It may be asked why, if so good a case has been made out, this matter has been allowed to rest for the last five years. It is not due to any indifference or to any slackening of interest on behalf of those who care about this matter. It is simply due to the fact that in 1903 the Fiscal question came upon the scene, and from that moment held the field almost to the exclusion of any other question, and that for the last two years of its tenure of office the existence of the late Government was, to say the least of it, precarious. It was not thought desirable to ask a Government, which was in such a condition, to take the question up. But we have now a now Government—a strong Government—and I therefore take the earliest possible opportunity of reminding them of their obligations in this matter.

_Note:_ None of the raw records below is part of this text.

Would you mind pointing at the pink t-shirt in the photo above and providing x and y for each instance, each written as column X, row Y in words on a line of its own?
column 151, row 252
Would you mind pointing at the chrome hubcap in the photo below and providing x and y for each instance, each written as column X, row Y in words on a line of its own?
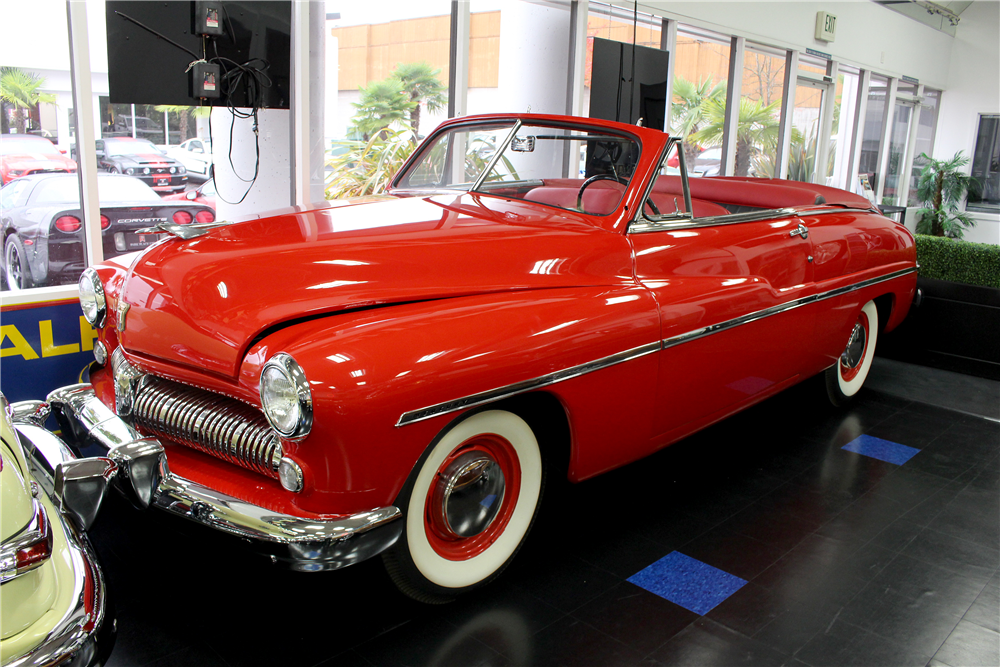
column 468, row 494
column 13, row 268
column 855, row 348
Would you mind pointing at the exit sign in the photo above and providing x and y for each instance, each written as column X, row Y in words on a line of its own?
column 826, row 26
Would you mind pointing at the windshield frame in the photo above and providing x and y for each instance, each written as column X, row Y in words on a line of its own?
column 482, row 185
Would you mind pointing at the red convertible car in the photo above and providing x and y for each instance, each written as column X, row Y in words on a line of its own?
column 397, row 374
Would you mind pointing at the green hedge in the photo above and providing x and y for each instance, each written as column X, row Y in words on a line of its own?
column 959, row 261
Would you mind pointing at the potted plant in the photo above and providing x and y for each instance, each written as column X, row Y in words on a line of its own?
column 941, row 189
column 959, row 282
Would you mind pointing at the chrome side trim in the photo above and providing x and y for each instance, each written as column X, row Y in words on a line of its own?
column 35, row 532
column 774, row 310
column 80, row 626
column 481, row 398
column 648, row 225
column 507, row 391
column 184, row 232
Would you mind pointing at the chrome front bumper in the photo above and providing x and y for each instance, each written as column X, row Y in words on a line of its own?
column 84, row 634
column 144, row 478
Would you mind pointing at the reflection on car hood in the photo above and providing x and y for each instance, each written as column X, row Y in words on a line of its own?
column 201, row 302
column 36, row 161
column 145, row 159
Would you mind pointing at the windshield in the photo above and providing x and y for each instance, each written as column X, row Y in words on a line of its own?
column 111, row 189
column 23, row 145
column 132, row 147
column 575, row 168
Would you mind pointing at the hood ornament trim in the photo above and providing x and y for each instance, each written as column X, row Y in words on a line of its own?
column 184, row 231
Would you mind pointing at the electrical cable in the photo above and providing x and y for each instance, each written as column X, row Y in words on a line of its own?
column 631, row 97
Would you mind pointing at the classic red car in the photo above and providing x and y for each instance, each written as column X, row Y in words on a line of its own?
column 396, row 374
column 24, row 154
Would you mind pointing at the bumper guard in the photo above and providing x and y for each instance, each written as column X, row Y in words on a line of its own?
column 144, row 478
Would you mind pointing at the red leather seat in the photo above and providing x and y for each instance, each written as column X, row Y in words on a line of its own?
column 597, row 200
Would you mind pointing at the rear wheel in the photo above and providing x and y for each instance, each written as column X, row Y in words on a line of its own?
column 468, row 508
column 17, row 273
column 845, row 378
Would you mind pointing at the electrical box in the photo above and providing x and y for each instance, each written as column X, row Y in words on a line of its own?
column 208, row 18
column 205, row 80
column 826, row 26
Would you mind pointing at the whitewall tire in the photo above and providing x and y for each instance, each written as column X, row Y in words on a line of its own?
column 468, row 508
column 845, row 378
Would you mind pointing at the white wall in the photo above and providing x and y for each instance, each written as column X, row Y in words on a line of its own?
column 973, row 88
column 868, row 35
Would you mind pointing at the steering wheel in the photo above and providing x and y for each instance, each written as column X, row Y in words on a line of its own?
column 594, row 179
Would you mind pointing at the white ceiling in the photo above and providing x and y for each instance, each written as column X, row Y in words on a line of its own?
column 923, row 11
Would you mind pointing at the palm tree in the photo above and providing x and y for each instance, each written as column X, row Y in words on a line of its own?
column 184, row 113
column 757, row 129
column 20, row 89
column 422, row 85
column 687, row 108
column 382, row 103
column 941, row 188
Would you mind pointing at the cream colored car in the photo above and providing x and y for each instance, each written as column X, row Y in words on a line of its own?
column 53, row 606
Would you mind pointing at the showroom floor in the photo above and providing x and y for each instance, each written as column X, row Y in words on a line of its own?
column 802, row 552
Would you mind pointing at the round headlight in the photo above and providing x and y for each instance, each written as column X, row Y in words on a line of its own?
column 92, row 301
column 285, row 395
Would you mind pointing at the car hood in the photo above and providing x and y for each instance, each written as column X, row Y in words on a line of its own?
column 15, row 494
column 202, row 302
column 145, row 159
column 36, row 161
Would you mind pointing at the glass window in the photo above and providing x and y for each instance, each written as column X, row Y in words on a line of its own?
column 842, row 132
column 698, row 107
column 36, row 141
column 386, row 85
column 760, row 112
column 871, row 136
column 924, row 144
column 806, row 121
column 387, row 74
column 899, row 135
column 985, row 195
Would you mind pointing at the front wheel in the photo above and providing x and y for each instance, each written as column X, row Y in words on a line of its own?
column 17, row 273
column 469, row 507
column 844, row 379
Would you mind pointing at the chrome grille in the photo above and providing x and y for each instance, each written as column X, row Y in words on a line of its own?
column 209, row 422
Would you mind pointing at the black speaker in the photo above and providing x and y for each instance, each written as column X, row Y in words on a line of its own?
column 615, row 94
column 146, row 69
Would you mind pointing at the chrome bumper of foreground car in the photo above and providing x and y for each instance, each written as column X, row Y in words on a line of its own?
column 145, row 479
column 84, row 634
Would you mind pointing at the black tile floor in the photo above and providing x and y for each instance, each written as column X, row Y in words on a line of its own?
column 849, row 560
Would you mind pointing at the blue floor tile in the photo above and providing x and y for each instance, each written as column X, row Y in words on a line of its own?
column 687, row 582
column 882, row 450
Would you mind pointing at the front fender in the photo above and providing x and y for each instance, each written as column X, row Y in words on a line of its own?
column 367, row 369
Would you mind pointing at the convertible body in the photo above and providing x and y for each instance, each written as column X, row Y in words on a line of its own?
column 412, row 364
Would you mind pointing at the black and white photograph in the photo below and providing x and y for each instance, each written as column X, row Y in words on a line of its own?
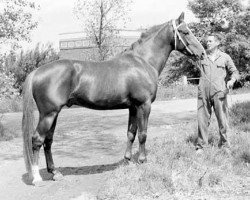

The questions I have to ask are perfectly explicit. They are, first, Will they undertake to introduce legislation so as to establish effective regulation of all laundries? Secondly, Will they definitely promise to undertake this legislation next session, and include it in their programme? Let me make this clear—that we who care about this question will not be satisfied with vague expressions of hope that some indefinite measure may be produced at some indefinite time. If the noble Earl who represents the Home Office has nothing more to tell me than that, I hope he will keep it to himself. We have lived upon hope for many years and are rather tired of the diet. Let me tell the noble Earl who represents the Home Office that unless he has something more satisfactory than that to give us, unless some quite definite promise is given, we, who care about this question, will return to it again and again, and that we will make use of every opportunity which the machinery of Parliament affords us for inducing the Government to take up reforms, which they themselves approve of, and which they have no excuse for neglecting any longer.
§ EARL BEAUCHAMP
My Lords, I do not intend to intervene at any length between your Lordships and the debates upon the Bills which are before you tonight. I shall answer the noble Earl as shortly as I can. I am sure it will not be any surprise to your Lordships, who know for how long the noble Earl has taken an interest in this question, that he should have urged the Government to take steps in this matter. This is not a question of Party controversy, though I was sorry to hear some of the words which fell from the noble Earl, which tended to make this a matter of Party difference between one side and the other. I am quite sure that members of your Lordships' House on both sides are concerned and interested in this question, and the noble Earl who then led the Opposition, Earl Spencer, spoke very strongly on this matter in the debate in 1902.
With regard to the question of the noble Earl, I may say that His Majesty's Government are not able to promise that facilities will be given to a Bill introduced by a private Member; and for this reason. They consider that this question is too important to be left to a private Member either of your Lordships' House or of the other House. The wish of His Majesty's Government is to introduce next session a Bill to amend the Factory Acts, and it is their intention when that amending Bill is introduced that the position of the laundries shall be effectively dealt with, and, they hope, dealt with in a manner which will be satisfactory to all parties.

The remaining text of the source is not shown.